As part our College Q & A guide, we decided to ask your questions to the experts. Here are their answers.

Angela Conley,  College Admission Expert, VentureForth

The answer here lies in your personal situation. Many kids have no families or guardians. Others garner annual college tours and visits via organizations or school districts. The question is not should but how to make the most of any visit regardless of those accompanying you. If you can’t make “in-person” visits, use websites offering “virtual” visits. If your parents must accompany, take advantage of the option some colleges provide to complete the tour apart from your family. It is my observation, having chaperoned many college tours, students who visit with students gain a surer sense of their interest most mitigating their assessment of a given college or university.
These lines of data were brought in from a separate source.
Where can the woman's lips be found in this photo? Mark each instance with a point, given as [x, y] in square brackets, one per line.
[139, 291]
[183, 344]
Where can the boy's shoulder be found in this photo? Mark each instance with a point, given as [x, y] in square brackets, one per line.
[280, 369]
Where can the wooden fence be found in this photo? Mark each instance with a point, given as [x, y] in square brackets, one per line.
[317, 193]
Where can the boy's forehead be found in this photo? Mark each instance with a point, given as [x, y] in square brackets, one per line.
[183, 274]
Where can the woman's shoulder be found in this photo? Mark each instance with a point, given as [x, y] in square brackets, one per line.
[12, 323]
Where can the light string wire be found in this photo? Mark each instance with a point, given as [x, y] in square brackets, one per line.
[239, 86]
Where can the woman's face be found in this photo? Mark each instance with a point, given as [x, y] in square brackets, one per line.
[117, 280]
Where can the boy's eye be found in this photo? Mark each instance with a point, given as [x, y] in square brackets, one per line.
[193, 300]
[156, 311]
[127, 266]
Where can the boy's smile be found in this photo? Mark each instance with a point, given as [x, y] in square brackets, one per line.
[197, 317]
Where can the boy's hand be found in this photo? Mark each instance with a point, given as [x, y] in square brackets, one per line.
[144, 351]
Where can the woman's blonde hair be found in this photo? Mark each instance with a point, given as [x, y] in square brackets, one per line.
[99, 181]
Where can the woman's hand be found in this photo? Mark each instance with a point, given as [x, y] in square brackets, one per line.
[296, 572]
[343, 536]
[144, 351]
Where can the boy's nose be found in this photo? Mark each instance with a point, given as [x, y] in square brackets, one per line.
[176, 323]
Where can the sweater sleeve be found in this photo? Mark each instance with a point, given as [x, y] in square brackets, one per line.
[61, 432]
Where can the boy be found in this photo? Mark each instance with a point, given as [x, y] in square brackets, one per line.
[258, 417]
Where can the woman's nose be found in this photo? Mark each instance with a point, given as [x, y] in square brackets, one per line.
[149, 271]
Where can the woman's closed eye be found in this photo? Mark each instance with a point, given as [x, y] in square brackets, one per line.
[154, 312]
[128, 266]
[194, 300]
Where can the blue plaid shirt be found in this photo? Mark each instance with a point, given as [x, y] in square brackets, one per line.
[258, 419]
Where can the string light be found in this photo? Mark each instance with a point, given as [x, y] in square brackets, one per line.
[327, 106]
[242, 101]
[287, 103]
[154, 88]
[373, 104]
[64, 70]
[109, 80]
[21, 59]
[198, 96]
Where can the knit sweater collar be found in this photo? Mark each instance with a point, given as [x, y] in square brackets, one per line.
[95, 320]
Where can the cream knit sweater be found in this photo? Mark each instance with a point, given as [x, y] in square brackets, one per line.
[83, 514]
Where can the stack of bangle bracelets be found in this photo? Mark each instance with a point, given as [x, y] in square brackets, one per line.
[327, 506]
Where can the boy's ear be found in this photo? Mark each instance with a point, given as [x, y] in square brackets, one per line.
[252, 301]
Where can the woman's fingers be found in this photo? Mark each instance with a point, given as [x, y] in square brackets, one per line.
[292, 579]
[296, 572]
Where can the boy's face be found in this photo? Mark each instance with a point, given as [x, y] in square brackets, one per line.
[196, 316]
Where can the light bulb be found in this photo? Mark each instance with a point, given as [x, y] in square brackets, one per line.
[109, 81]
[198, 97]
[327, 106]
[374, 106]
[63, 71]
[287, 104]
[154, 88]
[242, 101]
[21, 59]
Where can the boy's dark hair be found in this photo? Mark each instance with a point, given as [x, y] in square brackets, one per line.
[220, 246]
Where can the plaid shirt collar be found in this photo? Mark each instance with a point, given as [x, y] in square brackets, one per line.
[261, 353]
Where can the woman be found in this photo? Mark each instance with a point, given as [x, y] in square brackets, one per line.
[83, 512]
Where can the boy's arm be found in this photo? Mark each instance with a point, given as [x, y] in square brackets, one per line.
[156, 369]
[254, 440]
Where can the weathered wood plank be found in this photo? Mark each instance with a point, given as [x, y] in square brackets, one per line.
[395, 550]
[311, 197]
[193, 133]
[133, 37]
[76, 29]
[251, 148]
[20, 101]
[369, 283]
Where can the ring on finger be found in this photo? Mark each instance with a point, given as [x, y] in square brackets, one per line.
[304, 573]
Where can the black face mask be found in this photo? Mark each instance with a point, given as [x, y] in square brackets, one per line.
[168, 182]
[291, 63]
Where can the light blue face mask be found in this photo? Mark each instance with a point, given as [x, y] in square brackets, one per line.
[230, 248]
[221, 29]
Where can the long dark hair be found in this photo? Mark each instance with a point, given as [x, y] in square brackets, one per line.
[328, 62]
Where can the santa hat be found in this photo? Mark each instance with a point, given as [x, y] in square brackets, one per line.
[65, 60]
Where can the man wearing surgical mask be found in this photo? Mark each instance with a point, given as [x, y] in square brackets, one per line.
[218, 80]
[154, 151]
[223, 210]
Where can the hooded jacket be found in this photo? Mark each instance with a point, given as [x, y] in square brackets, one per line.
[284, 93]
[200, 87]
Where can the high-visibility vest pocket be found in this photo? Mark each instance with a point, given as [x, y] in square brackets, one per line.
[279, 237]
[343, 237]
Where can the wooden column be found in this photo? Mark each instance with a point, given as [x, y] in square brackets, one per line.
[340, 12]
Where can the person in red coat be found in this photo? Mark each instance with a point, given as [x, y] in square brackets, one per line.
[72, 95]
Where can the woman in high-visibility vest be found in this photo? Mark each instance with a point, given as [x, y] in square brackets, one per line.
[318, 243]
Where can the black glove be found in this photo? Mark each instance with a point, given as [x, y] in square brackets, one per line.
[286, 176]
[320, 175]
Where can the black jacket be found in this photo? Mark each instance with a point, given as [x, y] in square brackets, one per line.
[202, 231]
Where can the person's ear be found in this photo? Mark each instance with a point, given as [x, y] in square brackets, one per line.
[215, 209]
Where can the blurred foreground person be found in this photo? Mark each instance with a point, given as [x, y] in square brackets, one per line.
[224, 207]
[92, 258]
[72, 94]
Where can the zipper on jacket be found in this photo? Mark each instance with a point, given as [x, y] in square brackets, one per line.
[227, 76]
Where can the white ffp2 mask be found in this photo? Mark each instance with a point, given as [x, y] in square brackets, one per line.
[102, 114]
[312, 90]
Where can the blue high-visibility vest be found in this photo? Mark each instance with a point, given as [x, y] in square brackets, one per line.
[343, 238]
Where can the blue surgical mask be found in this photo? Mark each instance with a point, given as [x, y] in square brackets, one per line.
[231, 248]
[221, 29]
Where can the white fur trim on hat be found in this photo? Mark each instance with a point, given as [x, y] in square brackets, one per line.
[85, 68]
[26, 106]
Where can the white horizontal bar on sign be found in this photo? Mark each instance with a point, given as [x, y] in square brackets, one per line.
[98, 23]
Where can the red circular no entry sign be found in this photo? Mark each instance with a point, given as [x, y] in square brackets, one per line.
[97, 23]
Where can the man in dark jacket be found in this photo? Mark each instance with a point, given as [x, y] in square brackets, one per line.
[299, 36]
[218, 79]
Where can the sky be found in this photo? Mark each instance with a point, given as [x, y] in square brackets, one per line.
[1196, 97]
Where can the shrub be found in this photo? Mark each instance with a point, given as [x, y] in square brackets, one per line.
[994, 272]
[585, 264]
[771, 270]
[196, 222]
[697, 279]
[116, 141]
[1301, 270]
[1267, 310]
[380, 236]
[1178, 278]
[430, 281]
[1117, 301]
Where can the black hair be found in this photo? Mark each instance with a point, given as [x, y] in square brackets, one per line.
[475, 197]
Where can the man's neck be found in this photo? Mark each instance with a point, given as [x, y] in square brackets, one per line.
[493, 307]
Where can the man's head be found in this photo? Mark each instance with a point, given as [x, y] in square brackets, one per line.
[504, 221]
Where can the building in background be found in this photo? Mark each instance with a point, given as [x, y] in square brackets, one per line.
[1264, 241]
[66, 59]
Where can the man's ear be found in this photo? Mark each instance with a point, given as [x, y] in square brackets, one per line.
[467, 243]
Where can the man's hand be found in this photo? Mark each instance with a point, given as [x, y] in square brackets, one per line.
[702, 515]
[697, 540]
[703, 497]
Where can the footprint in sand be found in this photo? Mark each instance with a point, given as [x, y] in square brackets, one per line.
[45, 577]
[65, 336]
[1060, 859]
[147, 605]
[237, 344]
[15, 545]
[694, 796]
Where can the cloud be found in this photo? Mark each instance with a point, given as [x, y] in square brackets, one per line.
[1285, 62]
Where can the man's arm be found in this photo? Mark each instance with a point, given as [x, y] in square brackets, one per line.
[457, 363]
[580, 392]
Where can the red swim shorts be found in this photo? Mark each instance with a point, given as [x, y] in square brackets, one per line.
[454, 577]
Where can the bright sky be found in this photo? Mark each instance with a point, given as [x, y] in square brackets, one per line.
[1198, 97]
Despite who may, or may not accompany you, please do visit so as to make an informed choice about the kind and caliber of academic setting you seek.

Rebecca Joseph, Executive Director & Founder, getmetocollege.org

If you are visiting a campus far from home, it’s ideal to go with a parent. Your parent can go on the the tour and info session with you and then disappear for the rest of your visit. Parents are great at arranging tours and coordinating how many schools you can see during a trip. They can also rent cars and help with travel arrangementse. Sometimes, they help to remember things on a campus visit and to ask some helpful questions. If not, go with a friend. But remember, to get to your appointments on time and visit all kinds of great places on campus. Take some time to explore the neighborhood around the college and even visit the dorms. ALWAYS take notes so you can use them later on in the campus process.

Wendy Andreen, PhD College & Career Planning

A parent (or both), guardian, or close relative who participates in your life should be part of your college visit. This is not the time to keep them at arms length. I’ve seen students who are experiencing temporary ‘teenage angst issues’ and think they don’t need their parents’ help. I’ve also seen well-intentioned but overbearing parents who think they know best which college their child should attend. Parents, please don’t push your alma mater on your student. Visiting colleges should be a positive and open-minded experience – for everyone. Enjoy the tour, listen to the admissions officer’s presentation, but take time to wander around on your own. Parents – resist the urge to ask all of the questions. Take time before you get to campus to review questions as a family and students, YOU, ask the questions. Let the parent quietly take notes in the background. Take your own pictures – always helpful after visiting several campuses to have some visual reminders. I ask students to be brave and ask at least two questions of some random students (tour guide is ok but ask someone who is not the ‘ambassador’ for the college): 1. What made you decide to attend this college? 2. What do you wish you had known about this college before you got here (or, what don’t you like)? College students are generally very honest and willing to answer prospective students’ questions. Enjoy the journey! Consider the possibilities!